HED:Doctor says not to panic over Tylenol warning

By Marty Russell and John Cummins

Daily Journal

Parents who give their children acetaminophen products such as Tylenol shouldn't be too concerned about the possibility they may have caused liver damage in their child from past overdoses, a Tupelo pediatrician said.

"If they overdose and cause damage it's fairly acute and the parents are going to know they've done it," said Dr. Gordon Meador of North Mississippi Pediatrics, who said he had not seen a case of liver damage in children due to the product in his 17 years of practice with the clinic.

"Once every year or two we have a child who has overdosed," Meador said. "But so far I've never had a child who had liver damage as a result."

The makers of Tylenol last week announced they would begin putting warning labels on their product to alert parents that overdoses of the drug can cause liver damage in children.

Meador said the most common cause of giving too large a dose comes from the way the product is marketed for children.

"The infant kind is administered by droppers with a liquid for children," he said. "The most common problem is when they use a teaspoon to administer the drops because the drop form is much more concentrated."

In the case of an accidental overdose, Meador said parents should go to their physician or the emergency room for a blood test to check the level of the drug in the child's system.

The child may be put under observation for several hours to make sure no damage has been done.

Meador said parents shouldn't panic if they accidentally give a slightly higher dosage than recommended despite some reports that even a small amount over the proper dosage can cause liver damage.

"That's absolutely not true," he said. "It's not a medicine to be afraid of, but it shouldn't be taken for granted either."

Still, area pharmacists say recent news reports about the possibility of liver damage from excessive doses of acetaminophen products in children appear to be affecting sales.

Terry Stubblefield of Booneville Discount Drugs said parents already appear to be shifting from Tylenol to alternatives such as Advil and Motrin.

"There were some folks in here (Monday) talking about it," Stubblefield said. "They were sort of shocked with anything bad involved with taking Tylenol.
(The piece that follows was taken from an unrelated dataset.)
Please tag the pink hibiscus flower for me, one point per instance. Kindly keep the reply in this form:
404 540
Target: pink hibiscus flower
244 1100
Everybody's been with it so long."

Ron Duke of Hall Pharmacy in Nettleton said he hadn't heard parents discussing the matter but said he was more concerned about adults who regularly take the drug.
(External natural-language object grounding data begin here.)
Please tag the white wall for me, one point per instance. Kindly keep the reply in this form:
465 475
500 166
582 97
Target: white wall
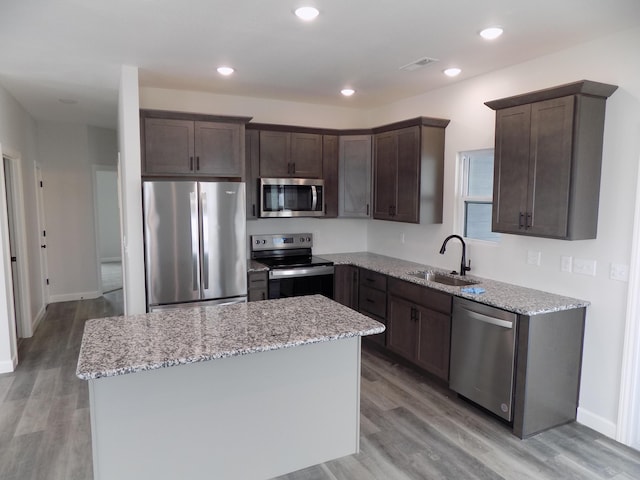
18 137
131 192
106 182
472 127
69 211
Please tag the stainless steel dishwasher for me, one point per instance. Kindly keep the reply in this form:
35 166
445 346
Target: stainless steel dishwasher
483 342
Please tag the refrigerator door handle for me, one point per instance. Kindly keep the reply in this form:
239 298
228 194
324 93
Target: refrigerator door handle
194 238
205 239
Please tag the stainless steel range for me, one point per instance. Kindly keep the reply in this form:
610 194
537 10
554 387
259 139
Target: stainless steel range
293 269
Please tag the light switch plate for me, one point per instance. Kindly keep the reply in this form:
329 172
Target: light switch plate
619 272
584 267
533 257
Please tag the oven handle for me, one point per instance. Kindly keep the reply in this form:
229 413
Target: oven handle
301 272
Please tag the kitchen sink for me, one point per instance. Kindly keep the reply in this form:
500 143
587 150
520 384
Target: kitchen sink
443 278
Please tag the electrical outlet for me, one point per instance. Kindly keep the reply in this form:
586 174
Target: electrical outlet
619 272
533 257
584 267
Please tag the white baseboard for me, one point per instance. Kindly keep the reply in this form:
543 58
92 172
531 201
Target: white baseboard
9 366
596 422
69 297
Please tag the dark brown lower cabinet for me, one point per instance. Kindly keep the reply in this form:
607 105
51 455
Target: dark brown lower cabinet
416 330
345 285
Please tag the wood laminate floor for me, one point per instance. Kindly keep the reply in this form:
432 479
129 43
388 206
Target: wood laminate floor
411 427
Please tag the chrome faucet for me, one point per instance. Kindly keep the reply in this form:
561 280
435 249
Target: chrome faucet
463 262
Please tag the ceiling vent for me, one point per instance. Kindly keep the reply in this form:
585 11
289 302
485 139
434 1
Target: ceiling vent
417 64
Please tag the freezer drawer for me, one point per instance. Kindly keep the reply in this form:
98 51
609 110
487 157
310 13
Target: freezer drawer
483 341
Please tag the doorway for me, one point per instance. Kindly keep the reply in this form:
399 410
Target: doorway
108 236
13 250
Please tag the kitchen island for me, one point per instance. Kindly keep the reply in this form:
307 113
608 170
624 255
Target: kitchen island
247 391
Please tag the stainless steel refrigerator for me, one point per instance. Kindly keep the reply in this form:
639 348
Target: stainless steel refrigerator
195 242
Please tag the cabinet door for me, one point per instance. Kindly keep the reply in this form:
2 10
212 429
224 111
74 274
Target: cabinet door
408 176
252 167
550 166
511 169
306 155
218 149
345 285
402 327
355 176
330 174
168 146
385 159
275 154
434 338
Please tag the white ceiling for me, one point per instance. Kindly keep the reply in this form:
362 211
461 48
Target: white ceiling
73 49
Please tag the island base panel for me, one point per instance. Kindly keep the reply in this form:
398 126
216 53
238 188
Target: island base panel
248 417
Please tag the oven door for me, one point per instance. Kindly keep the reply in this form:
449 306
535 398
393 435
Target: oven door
291 197
294 282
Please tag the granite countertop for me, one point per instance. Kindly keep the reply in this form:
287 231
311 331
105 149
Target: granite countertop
129 344
521 300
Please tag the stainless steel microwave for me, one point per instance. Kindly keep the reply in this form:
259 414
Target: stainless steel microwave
291 197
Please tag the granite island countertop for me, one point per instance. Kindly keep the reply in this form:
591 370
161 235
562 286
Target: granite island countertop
121 345
521 300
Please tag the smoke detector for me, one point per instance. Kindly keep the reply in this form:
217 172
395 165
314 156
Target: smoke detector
417 64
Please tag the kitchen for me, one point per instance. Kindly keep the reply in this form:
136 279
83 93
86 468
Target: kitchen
471 128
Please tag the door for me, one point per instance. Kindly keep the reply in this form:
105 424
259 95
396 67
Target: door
511 169
408 176
223 243
385 175
171 238
168 146
355 176
550 166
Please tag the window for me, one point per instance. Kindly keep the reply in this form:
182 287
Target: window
477 194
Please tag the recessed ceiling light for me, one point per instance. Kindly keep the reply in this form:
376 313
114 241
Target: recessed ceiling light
307 13
226 71
491 33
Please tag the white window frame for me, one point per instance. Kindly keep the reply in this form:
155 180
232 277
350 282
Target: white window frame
462 198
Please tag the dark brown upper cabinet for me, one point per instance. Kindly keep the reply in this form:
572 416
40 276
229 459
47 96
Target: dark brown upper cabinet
548 156
179 144
408 172
355 176
290 154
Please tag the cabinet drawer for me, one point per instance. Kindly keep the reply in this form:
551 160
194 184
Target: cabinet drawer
373 301
373 279
420 295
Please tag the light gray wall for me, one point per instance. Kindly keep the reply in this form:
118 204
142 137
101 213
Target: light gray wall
108 214
69 153
472 127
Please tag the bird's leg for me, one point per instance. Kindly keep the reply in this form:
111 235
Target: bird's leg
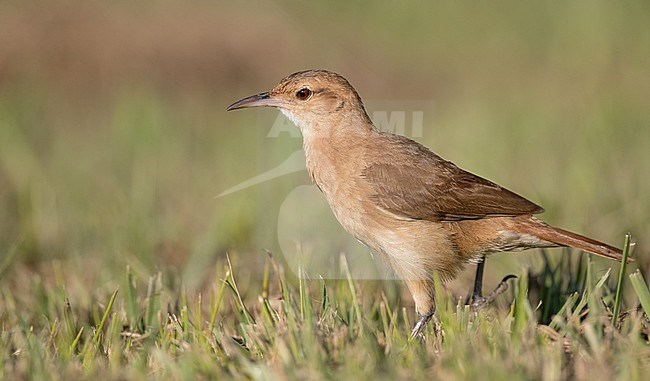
420 326
478 301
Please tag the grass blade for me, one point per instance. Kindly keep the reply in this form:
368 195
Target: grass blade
642 291
621 276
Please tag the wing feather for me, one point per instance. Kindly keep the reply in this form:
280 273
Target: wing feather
414 183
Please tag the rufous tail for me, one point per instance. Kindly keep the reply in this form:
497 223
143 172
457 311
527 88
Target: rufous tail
563 237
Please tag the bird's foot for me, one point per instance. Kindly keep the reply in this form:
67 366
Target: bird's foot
478 302
421 325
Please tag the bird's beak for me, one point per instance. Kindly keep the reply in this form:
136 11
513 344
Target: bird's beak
259 100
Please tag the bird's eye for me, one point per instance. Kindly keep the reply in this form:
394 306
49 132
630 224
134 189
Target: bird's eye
303 94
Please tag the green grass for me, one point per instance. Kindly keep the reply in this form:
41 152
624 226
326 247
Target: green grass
311 329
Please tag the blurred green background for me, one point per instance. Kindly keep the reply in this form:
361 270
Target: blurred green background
114 140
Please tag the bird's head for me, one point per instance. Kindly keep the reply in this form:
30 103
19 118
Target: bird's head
317 101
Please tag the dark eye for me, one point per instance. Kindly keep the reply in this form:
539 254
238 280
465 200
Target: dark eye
303 94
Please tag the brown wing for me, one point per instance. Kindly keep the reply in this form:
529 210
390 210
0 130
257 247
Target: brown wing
426 187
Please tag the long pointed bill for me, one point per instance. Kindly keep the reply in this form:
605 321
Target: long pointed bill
259 100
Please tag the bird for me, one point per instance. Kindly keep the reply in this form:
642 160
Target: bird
420 212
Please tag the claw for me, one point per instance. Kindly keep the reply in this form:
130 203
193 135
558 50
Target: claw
420 326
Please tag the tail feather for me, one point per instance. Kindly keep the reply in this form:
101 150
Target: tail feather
563 237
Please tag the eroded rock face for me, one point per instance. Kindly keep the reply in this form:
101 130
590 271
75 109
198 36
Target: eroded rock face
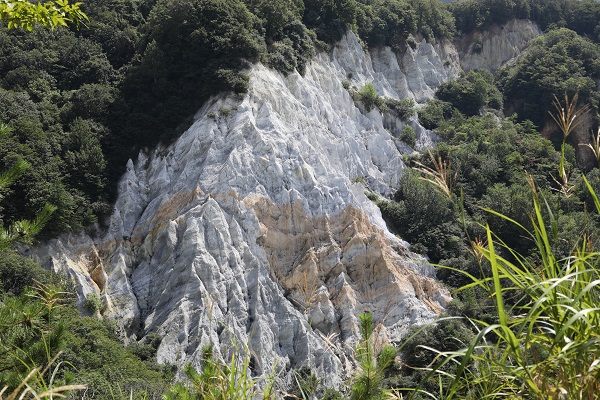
493 48
254 226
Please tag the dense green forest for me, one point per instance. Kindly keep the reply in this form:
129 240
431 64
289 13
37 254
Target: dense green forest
77 103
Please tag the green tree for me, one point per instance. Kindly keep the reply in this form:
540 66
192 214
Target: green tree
24 14
373 358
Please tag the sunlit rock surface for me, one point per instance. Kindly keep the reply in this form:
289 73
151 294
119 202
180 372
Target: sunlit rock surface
254 226
492 48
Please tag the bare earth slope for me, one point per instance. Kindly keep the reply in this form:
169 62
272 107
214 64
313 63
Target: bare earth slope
254 227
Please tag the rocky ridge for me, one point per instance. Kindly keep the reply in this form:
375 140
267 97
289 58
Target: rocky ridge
254 226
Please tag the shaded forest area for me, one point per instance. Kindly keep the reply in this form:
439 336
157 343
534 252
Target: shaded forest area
77 104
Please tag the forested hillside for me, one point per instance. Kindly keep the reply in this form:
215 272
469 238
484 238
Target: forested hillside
77 103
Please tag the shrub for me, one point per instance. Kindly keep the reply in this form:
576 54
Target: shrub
404 109
434 113
409 136
369 97
93 304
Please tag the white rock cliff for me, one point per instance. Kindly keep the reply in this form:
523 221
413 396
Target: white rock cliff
254 227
"It can cause liver damage to anyone in large doses," Duke said.

Pharmacists at Food World in Tupelo, Gathright-Reed in Oxford and Jim Bain Pharmacy in Tupelo reported no problems with Tylenol sales.

"Parents aren't going to stop giving it to their kids," said Ronnie Crosswhite of Jim Bain Pharmacy. "If your child has a 104-degree fever you're still going to give him Tylenol. You're just going to watch the doses more carefully."